Given the lack of clarity in the ruling, new challenges to existing settlements will probably raise other issues that may end up at the Supreme Court. "There's still a lot to be decided going forward," Engelmann said.

However, there may not be as many new patent challenges in the future. "No matter how you look at it, [the decision] will have a chilling effect on Hatch-Waxman litigation," Tellekson said.

In the past, the likelihood of a pay-for-delay settlement encouraged generic companies to challenge brand patents, knowing they probably wouldn't face full-blown litigation.
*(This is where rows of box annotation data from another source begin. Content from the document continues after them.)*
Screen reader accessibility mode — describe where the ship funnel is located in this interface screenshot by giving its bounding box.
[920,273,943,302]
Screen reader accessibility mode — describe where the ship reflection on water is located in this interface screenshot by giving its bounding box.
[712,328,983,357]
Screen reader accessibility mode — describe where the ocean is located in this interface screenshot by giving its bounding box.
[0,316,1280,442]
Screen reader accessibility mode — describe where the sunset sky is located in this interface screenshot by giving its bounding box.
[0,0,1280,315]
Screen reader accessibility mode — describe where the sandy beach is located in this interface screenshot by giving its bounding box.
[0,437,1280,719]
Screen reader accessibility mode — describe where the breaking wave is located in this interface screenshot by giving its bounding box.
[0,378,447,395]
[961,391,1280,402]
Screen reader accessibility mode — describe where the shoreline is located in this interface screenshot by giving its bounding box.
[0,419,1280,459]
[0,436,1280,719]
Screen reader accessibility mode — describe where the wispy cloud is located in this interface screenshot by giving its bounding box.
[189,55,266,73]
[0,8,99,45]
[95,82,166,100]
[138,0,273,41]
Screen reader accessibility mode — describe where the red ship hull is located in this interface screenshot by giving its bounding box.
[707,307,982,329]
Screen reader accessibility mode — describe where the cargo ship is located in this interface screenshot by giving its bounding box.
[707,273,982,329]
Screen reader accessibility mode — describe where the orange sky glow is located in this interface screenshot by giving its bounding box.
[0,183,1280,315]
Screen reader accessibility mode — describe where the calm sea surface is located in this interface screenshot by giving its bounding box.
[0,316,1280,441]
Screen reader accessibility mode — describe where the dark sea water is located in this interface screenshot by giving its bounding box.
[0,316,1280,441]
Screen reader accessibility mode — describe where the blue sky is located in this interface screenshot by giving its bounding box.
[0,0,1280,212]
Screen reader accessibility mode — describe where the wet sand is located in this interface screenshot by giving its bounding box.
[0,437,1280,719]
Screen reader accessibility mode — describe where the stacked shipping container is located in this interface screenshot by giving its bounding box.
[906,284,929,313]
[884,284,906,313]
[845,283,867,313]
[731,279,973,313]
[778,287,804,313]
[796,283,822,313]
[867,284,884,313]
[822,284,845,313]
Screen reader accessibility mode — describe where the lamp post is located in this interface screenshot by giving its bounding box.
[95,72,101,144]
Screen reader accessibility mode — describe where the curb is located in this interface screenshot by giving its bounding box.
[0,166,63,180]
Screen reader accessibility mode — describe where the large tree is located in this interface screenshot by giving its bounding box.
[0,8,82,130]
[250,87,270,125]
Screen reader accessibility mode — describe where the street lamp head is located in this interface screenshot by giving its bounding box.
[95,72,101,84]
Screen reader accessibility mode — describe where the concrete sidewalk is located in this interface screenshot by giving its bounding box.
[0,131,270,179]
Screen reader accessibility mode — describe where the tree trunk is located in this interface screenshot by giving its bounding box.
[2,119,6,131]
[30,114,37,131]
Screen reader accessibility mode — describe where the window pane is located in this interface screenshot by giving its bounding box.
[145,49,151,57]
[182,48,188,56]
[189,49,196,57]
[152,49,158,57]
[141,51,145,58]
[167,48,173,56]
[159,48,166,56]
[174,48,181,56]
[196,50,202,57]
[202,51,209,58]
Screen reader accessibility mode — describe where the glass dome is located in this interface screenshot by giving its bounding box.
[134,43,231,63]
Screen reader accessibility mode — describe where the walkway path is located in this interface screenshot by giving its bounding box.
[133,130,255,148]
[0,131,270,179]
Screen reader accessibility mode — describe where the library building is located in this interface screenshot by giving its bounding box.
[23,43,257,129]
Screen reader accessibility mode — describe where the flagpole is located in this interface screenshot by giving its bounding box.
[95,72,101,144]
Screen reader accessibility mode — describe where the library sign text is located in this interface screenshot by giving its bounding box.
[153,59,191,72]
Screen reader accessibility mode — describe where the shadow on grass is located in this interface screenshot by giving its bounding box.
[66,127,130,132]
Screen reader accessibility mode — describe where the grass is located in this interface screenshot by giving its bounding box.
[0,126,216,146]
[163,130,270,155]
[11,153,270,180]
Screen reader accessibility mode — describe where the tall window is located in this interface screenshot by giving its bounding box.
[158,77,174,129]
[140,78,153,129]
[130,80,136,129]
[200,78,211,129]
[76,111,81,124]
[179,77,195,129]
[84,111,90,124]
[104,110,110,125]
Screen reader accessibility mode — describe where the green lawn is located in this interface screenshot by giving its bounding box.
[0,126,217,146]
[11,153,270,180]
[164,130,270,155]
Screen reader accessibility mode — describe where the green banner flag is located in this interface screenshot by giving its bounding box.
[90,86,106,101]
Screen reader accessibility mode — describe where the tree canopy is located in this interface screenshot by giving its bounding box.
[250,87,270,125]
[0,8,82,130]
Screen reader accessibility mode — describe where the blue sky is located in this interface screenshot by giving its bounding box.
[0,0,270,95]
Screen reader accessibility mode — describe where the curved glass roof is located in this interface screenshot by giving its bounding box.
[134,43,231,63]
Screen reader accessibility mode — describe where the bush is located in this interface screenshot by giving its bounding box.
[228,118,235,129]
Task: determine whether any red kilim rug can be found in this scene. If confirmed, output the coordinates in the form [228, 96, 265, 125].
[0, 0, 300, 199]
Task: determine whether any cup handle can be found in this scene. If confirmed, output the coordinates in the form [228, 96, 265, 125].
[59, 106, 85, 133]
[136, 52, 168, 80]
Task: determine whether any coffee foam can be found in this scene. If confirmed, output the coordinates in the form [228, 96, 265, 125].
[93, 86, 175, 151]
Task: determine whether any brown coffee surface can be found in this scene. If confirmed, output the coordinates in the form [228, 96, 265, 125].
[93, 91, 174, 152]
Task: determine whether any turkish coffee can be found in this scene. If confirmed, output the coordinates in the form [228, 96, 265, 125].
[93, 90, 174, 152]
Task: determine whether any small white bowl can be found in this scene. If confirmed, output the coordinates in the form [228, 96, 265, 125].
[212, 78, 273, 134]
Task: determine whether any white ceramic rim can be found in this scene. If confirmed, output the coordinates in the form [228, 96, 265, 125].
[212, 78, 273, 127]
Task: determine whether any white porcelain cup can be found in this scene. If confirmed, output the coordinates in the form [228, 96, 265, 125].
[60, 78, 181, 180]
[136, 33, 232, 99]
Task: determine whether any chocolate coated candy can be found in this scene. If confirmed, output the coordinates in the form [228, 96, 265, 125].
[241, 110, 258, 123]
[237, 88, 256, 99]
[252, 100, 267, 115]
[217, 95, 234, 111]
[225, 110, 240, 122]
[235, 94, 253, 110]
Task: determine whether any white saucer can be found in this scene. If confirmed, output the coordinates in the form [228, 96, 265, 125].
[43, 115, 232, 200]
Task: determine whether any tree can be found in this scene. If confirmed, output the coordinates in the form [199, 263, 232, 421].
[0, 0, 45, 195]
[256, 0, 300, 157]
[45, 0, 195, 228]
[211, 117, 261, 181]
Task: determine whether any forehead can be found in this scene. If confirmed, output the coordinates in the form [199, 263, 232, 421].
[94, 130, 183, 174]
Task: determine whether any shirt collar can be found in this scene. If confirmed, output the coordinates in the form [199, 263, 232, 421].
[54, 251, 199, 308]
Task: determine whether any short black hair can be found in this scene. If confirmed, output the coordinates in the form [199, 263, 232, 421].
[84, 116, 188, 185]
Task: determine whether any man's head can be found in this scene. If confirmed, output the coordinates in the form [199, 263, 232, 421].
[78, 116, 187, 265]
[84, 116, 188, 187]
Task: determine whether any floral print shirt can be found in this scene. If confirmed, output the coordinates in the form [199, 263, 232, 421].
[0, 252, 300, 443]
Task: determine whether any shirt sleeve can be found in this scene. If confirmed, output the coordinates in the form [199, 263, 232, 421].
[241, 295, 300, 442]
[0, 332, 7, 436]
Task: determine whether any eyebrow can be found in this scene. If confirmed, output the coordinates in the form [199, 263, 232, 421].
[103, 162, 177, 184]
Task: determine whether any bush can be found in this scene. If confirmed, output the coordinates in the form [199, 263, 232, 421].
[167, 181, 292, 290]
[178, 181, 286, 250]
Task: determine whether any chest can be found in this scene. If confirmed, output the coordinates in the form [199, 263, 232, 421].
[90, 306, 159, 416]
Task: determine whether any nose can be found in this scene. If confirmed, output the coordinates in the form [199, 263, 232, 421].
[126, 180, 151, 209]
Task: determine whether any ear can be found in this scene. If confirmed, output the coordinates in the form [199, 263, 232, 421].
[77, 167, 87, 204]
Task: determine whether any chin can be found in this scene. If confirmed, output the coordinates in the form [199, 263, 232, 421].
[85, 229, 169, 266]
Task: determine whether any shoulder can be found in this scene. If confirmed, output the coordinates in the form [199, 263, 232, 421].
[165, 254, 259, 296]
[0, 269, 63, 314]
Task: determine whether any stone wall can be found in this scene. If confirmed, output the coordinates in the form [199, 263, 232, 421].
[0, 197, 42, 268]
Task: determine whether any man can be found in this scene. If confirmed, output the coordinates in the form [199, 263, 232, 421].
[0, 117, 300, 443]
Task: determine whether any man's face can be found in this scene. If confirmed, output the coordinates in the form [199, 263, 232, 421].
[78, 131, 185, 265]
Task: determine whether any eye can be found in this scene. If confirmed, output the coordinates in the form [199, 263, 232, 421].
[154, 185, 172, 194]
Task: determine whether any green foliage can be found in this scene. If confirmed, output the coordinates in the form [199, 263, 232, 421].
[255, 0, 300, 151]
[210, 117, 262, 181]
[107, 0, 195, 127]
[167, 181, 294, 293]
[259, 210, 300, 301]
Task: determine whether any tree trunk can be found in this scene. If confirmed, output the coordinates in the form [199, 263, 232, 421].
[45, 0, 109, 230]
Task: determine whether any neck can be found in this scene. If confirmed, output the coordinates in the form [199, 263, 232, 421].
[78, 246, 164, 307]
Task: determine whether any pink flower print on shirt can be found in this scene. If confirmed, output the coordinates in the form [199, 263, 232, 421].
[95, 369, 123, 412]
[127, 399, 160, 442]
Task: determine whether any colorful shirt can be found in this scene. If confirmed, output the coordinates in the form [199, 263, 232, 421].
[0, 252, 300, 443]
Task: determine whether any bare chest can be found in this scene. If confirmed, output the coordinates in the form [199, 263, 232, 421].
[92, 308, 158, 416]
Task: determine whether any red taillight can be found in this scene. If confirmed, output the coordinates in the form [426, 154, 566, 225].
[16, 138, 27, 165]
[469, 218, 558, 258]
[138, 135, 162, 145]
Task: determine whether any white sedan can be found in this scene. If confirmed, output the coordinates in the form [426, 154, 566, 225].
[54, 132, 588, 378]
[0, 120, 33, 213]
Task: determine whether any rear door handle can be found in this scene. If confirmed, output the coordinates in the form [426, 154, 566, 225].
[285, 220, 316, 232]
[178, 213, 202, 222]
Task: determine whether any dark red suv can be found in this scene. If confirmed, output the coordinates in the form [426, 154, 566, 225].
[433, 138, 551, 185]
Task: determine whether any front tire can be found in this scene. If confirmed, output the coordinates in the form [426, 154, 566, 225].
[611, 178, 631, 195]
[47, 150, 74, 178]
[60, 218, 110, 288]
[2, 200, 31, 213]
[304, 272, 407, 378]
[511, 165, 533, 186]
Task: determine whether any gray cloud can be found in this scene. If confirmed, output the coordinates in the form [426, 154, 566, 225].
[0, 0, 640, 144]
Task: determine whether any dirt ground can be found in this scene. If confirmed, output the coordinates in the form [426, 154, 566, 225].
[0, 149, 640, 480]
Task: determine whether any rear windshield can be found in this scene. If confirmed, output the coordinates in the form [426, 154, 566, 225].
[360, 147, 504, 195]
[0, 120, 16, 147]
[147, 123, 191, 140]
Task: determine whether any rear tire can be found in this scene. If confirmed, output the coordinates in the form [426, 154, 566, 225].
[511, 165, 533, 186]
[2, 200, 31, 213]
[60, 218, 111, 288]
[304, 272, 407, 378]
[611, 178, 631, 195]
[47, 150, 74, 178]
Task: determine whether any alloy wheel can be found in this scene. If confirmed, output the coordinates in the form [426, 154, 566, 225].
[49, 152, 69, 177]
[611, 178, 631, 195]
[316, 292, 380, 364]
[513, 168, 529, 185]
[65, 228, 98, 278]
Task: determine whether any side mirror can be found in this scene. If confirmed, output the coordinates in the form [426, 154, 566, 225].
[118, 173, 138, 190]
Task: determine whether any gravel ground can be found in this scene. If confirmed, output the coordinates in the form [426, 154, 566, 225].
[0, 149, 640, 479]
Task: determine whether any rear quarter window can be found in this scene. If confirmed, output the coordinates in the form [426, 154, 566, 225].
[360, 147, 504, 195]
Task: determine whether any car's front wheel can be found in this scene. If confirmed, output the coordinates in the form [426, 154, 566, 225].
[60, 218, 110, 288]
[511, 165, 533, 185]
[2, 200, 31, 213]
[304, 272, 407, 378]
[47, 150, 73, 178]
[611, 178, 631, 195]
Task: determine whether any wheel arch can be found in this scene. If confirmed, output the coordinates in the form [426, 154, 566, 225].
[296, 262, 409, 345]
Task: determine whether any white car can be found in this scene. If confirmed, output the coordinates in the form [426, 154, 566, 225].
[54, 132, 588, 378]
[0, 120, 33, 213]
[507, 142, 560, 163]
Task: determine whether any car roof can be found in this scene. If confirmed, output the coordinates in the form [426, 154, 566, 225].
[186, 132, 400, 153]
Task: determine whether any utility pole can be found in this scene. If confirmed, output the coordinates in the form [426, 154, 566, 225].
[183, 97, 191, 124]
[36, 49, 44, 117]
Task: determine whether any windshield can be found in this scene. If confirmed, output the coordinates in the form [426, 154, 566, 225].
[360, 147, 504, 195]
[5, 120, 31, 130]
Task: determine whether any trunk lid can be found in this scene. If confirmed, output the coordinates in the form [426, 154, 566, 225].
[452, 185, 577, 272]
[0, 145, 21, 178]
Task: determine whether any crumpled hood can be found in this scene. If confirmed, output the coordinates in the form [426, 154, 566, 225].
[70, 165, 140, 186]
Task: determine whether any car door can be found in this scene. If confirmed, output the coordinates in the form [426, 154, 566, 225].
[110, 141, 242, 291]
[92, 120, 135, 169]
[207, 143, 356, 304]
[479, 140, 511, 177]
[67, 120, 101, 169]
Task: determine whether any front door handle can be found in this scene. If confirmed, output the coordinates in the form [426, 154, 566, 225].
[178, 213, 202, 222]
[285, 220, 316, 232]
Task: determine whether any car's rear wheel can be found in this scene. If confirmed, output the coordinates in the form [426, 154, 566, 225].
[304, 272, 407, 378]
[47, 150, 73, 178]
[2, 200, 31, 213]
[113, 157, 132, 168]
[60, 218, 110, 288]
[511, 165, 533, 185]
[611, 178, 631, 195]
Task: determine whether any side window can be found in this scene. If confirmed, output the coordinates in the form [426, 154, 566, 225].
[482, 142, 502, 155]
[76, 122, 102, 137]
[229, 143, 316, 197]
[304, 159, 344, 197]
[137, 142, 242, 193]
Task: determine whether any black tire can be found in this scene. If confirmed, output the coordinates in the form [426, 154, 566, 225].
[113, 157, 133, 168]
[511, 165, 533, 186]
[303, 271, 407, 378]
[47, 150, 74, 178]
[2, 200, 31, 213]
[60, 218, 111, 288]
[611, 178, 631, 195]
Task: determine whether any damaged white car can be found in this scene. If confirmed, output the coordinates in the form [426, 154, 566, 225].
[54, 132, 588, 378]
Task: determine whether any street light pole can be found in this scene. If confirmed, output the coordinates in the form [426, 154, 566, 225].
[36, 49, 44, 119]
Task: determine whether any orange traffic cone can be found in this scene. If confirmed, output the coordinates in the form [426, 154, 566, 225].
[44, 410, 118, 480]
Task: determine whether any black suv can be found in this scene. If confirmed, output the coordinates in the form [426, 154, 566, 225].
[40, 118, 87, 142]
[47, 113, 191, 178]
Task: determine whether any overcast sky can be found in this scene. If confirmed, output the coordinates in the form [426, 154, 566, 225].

Now, "merely by settling, you're not going to see certainty anymore," because the settlement itself will be open to litigation, Engelmann noted.

Going forward, Engelmann and Tellekson expect to see fewer settlements that just involve a cash payment and early entry. Instead, payments will need to be tied to manufacturing, distribution or promotional services.

Monday's ruling sends Actavis back to the district court for a full hearing. It also is likely to result in the Supreme Court sending the two Merck cases back to the Third Circuit with instructions to reconsider them in light of Actavis.

The Parsippany, N.J.-based generics giant "will continue to defend the propriety of such settlements against any further legislative or judicial challenges," Actavis President and CEO Paul Bisaro said, noting the "additional and unnecessary administrative burden" the court's ruling has placed on the biopharmaceutical industry.